Raju rejects the standard alibis — interest burden, invisible entry barriers, marginal Indian commitment — as inadequate, and instead builds a multi-dimensional diagnosis. Indian joint ventures, he argues, are ‘cash-starved’ from conception, technical-know-how fees and expatriate costs eat up nearly 24% of the equity, debt-equity norms ignore the openness of host-country markets, and Indian parents transferred to overseas operations the same ‘domestic market only’ assumptions that had shaped their import-substitution era at home. Set against Korean, Taiwanese and Japanese firms that built export-oriented industries at world scale from inception, Indian enterprises lacked both the scale and the brand-and-distribution capabilities that define a defensible comparative advantage in a market environment.

The second half of the lecture turns prescriptive. Raju calls on the Government of India and the Reserve Bank to stop treating joint ventures as ‘a foreign exchange generator’ through the export of raw materials and royalties, and to instead build a long-term industrial strategy: liberalised remittances of cash equity, consortium financing through Indian banks, stiff penalties for opportunistic abandonment, and organised takeover of ‘sick units’ by a consortium of Indian firms. The closing turn-around strategy frames the booklet’s central polemic — that ‘strategy must replace opportunism and expediency’ — and ends with a reminder, via a Eugene Black epigraph on the back cover, that private enterprise must be embraced ‘not as a necessary evil, but as an affirmative good.‘

Key points

  • Booklet reproduces the A. D. Shroff Memorial Lecture delivered by management consultant M. K. Raju in Madras on 27 October 1979 under Forum of Free Enterprise auspices.

  • Of 345 Indian joint ventures approved abroad by December 1978, only 31% were in production, 26% under implementation, and 43% were abandoned; in a survey of 23 manufacturing units in one host country, 70% were running cash losses.

  • Raju dismisses the standard ‘interest burden’, ‘invisible barriers to entry’ and ‘marginal commitment’ explanations as insufficient and proposes a multi-dimensional, structural diagnosis.
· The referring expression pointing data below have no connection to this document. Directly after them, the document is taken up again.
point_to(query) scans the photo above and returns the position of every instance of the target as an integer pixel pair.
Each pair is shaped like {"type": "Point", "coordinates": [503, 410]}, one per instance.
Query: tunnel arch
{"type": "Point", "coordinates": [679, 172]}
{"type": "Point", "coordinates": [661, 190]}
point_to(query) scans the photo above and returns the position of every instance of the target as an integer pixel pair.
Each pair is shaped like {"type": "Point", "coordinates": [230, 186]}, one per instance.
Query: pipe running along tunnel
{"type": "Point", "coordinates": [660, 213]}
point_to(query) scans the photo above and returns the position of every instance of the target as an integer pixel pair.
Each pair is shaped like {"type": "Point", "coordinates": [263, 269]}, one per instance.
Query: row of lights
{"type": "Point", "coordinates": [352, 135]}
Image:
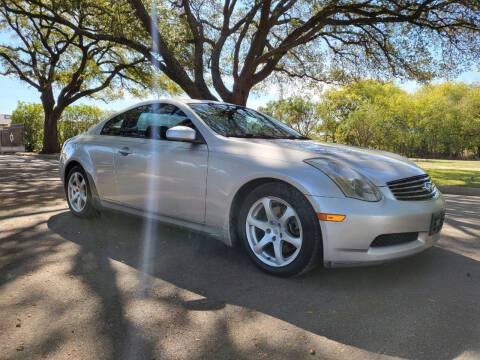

  • Indian joint ventures are cash-starved from inception: technical fees and expatriate costs cover ~24% of equity, and debt-equity norms safe in protected India become dangerous in open host-country markets.

  • Indian industry’s ‘domestic market only’ import-substitution mindset and reliance on tariff protection do not translate to host markets where Korean, Taiwanese and Japanese firms compete with world-scale, export-oriented operations.

  • GOI’s treatment of joint ventures as a ‘foreign exchange generator’ — and as a vent for idle Indian capacity after the 1969–72 recession — produced the wrong incentive structure and short-term horizon.

  • Reform agenda: GOI/RBI must share long-term financing through a consortium of Indian banks, liberalise equity remittances in cash, impose stiff penalties on opportunistic abandonment, and organise a consortium of Indian industry to take over ‘sick units’.

  • Final exhortation: ‘Strategy must replace opportunism and expediency’ — Indian industrialists must hone business acumen on the concept of strategy if Indian business is to internationalise in a big way.